Marginal zone lymphoma (MZL) is a heterogeneous B-cell malignancy for which no standard treatment exists. MZL is frequently linked to chronic infection, which may induce B-cell receptor (BCR) signaling resulting in aberrant B-cell survival and proliferation. We conducted a multicenter, open-label, phase 2 study to evaluate the efficacy and safety of ibrutinib in previously treated MZL. Patients with histologically-confirmed MZL of all subtypes who received ≥1 prior therapy with an anti-CD20 antibody-containing regimen were treated with ibrutinib 560 mg orally once daily until progression or unacceptable toxicity. The primary end point was independent review committee-assessed overall response rate (ORR) by 2007 IWG criteria. Among 63 enrolled patients, median age was 66 years (range, 30-92). Median number of prior systemic therapies was 2 (range, 1-9), and 63% received ≥1 prior chemoimmunotherapy. In 60 evaluable patients, ORR was 48% (95% CI, 35-62). With median follow-up of 19.4 months, median duration of response was not reached (95% CI, 16.7-NE), and median progression-free survival was 14.2 months (95% CI, 8.3-NE). Grade ≥3 adverse events (AEs; >5%) included anemia, pneumonia, and fatigue. Serious AEs of any grade occurred in 44%, with grade 3-4 pneumonia being the most common (8%). Rates of discontinuation and dose reductions due to AEs were 17% and 10%, respectively. Single-agent ibrutinib induced durable responses with a favorable benefit-risk profile in patients with previously treated MZL, confirming the role of BCR signaling in this malignancy. Given the lack of approved therapies, ibrutinib may provide a treatment option without chemotherapy for MZL.

Expert Opinion

MZL is ready for “Prime time”

Marginal Zone Lymphoma (MZL) represents 4–8% of B-cell malignant lymphomas and has rarely been studied as a separate entity from the other indolent B-cell lymphomas. As a result, clinical research has never been able to identify standard treatments for MZL, either for the untreated or for the Relapsed/Refractory (R/R) patients, and no drug has ever received specific approval for MZL by the national drug agencies.

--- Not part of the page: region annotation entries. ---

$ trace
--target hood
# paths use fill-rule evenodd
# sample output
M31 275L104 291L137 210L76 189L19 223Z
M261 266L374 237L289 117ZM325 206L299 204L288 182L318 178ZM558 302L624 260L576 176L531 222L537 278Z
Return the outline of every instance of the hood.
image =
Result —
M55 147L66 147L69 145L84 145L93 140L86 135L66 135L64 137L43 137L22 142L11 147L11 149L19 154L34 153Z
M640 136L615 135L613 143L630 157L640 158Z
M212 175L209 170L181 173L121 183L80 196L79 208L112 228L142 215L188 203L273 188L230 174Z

Several agents have been studied so far in MZL, mainly in the R/R setting, including rituximab, lenalidomide, bortezomib, and idelalisib; however, most of the available data comes from sub-group analysis of larger studies including other lymphoma subtypes and only allows identification of signals of activity. With their phase II study of ibrutinib used as single agent for the treatment of R/R MZL, Noy et al. should be congratulated because they were able to move MZL to “prime time”, providing convincing activity and safety data to identify ibrutinib as a new standard treatment in this rare lymphoma subtype. These data have relevant consequences that go beyond clinical data. The first one is for the patient as, based on published data, for the first time in MZL ibrutinib has been granted accelerated approval by the FDA for the treatment of R/R cases. Also, and equally important, we now have for the first time in MZL clearer data that can be used as reference for clinical research development. From now on, the road for clinical research in MZL is open to new development and it will be easier to design clinical trials in MZL.

Finally, as also highlighted by the same authors, the confirmed activity of ibrutinib in MZL confirms that BCR signaling is an essential pathway in this lymphoma subtype and opens new research questions to improve our understanding of the biology of this rare lymphoma subtype, building the basis for further improvement in the management of the disease.